Easy Bibliography?

Is there a way to make a bibliography from endnotes easily to work from?


I don’t use citation-management tools myself, but we have a number of users on the forum who do.

You might search for threads about using citation-management tools and review some posts like this thread or this other thread for suggestions.

Working with any bibliography management software via Scrivener is a right royal pain in the *******. Maybe recent improvements in LaTeX processing (and therefore BibTeX handling) will make it simpler although I wish that all that was not predicated on using Markdown syntax rather than the visual styles and font attributes native to Scrivener.

Working with any bibliography management software via Scrivener is a right royal pain in the *******.

Like many others here, I can’t say I agree; Cmd-Y, find reference in Bookends, Cmd-Y and the citation code is pasted into Scrivener at the cursor location(1), is hardly arduous. Then running “Scan” to expand the citation and create the bibliography in your word processor is a probably a matter of a single mouse-click(2).

I imagine setting it all up in BibTex(3) and setting up your Scrivener to LaTex workflow probably takes more time and experimentation.


(1) I have to say, the last stage has stopped working on my 2015 iMac (subject for another thread in due course!) though it’s fine on my M1 MBA.

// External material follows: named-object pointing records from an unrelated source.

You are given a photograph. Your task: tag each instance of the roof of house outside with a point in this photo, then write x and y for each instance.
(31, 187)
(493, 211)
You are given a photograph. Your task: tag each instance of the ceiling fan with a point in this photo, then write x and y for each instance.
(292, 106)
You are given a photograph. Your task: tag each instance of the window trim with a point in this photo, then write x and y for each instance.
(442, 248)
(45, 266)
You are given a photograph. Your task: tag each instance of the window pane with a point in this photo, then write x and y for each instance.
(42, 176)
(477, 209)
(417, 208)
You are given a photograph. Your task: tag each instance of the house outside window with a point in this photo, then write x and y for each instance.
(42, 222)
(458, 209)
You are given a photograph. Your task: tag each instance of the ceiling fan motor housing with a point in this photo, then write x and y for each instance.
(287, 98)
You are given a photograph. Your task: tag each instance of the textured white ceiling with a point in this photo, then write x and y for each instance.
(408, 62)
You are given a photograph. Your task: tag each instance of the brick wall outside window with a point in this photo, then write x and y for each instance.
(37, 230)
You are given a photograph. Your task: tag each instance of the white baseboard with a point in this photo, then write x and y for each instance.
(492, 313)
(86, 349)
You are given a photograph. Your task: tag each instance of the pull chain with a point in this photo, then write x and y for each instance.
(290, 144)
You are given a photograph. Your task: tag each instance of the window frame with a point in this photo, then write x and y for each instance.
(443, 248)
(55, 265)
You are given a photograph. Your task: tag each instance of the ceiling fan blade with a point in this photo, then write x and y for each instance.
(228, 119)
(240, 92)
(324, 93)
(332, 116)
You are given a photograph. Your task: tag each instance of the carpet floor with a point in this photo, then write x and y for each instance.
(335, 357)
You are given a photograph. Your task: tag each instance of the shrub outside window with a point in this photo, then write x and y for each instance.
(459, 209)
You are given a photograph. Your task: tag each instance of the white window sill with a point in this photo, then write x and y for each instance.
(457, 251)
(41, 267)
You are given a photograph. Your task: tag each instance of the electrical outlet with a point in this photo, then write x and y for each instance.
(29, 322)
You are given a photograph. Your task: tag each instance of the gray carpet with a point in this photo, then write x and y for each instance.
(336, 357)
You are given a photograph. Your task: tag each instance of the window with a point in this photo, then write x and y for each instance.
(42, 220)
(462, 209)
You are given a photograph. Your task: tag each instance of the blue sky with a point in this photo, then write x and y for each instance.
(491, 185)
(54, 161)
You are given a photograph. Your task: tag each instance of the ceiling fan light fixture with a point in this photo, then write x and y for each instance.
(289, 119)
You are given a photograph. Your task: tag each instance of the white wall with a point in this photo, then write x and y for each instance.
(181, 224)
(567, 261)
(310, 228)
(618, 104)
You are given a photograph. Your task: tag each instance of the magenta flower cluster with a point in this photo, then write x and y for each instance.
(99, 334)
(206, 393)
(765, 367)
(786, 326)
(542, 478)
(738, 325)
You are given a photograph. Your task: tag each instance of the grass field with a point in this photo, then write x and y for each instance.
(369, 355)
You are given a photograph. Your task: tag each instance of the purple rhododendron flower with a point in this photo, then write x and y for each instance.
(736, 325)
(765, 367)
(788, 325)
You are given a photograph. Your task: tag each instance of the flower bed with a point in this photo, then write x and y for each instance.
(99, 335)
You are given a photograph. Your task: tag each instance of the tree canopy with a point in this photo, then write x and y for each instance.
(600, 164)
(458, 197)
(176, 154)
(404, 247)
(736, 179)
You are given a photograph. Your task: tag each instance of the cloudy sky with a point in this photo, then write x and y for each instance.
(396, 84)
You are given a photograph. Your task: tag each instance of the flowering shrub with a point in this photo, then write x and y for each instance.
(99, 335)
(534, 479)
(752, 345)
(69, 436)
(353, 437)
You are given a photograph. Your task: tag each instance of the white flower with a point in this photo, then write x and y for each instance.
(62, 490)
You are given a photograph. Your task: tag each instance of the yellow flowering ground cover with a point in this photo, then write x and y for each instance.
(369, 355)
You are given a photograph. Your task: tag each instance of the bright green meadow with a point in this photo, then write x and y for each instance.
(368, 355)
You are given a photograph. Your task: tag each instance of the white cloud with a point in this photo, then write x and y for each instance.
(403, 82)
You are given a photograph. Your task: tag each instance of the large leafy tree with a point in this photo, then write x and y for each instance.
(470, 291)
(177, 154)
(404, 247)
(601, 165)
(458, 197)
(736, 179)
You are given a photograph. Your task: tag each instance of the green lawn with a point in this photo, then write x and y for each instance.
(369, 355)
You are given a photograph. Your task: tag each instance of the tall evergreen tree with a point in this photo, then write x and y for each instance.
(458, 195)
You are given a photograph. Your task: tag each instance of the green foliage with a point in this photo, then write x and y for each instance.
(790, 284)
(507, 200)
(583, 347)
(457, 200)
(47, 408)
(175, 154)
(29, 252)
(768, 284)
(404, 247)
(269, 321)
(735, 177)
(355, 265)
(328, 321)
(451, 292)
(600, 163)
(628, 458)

(2) This may depend on word processor. I use Nisus Writer Pro where it’s like falling off a log; Mellel has even stronger links with Bookends; I can’t say for Word or LibreOffice.

(3) Bookends can create your BibTex for you in parallel with the Bookends database, so you can use Bookends to do all your reference management but have the BibTex ready for LaTex; @nontroppo knows more!


But Scrivener is my word processor. I don’t use anything else.

Ah, OK.

My workflow is essentially using Scrivener and NWP in a sort of Scrivener→LaTeX kind of workflow. I use styles inn Scrivener as a kind of mark-up language compiling to RTF and then use a macro in NWP to do the page layout.; i.e. the macro serves the function of Pandoc/whatever in converting the Scrivener output into the desired formatting. So for me, Bookends is a matter of a few clicks in Scrivener and NWP.




It most certainly can do that. Just create a style and apply it to the cite key. Then, in the style configuration, set it to the apply the proper mark-up and you’re set.


Not sure I follow what you. Plus I was referring to the implicit need to Markdown everything when going to LaTeX; unless something major has changed since I last tried to use the LaTeX setup.

Hi Zachary,

Although I don’t currently need bibliography features as I’m writing novels and screenplays, have though considered using some of the cross-reference features that the lovely AmberV of Literature and Latte has extolled to a few people wanting help with glossaries?

Although @AmberV has touched upon glossaries a few times in various threads, this is the post of hers I found the most helpful for my situation:

What I used this workflow for was to create a running reference guide for myself in a new top-level folder I call my Codex (it’s a fantasy novel). The first time I invent a new word in my conlang or if I use a term that means something different for my magic, I create a link as AmberV outlines and then link it to a document within my Codex folder.

In a previous professional incarnation, I worked as a legal assistant and used Word’s features for a laborious thing called Tables of Authorities—when attorneys create a sort of table of contents, but for all the legal citations. In Word, I’d use the full citation the first time in a document and then link back to it when using the short citation.

You can do something similar using AmberV’s glossary steps:

  1. Write your glorious text and throw in a short or long citation to taste, e.g.: Harry Potter and the Sorcerer’s Stone (Rowling, 1997, pp 13-24)
  2. Create links in your short citation from your footnotes/endnotes or within the body of your text such. The first time you cite to a source, when the document window pops up, give all the gory details that you want in your final bibliography.
  3. For all subsequent uses of the source, use the double bracket method to link back, e.g.: [[Sorcerer’s Stone]] — make sure you have the feature enabled to convert these to links automagically
  4. When your authoring is done, go to the folder you created for all of your cited sources. Use the Edit | Sort feature on your Bibliography folder.

Make sure all of your citations use a citation format that will work for quick sorting. Meaning, if you want to sort alphabetically by author, put the author surname first; if you want to sort chronically, make sure the year is first, etc.

When you’re ready to create your bibliography or to share it, use Compile features to make it look perfect. If you’re exporting to Word, you’ll have a lot of WYSWIG options, but if Scrivener is your main/only word processor, you’ll need to learn a bit about Compile formatting, which I’m a novice at myself.

Hope this helps.


Actually, you don’t have to use markdown in the body of the text. You’re totally free to use “visual styles and font attributes native to Scrivener” and get the appropriate markup in the compiled text.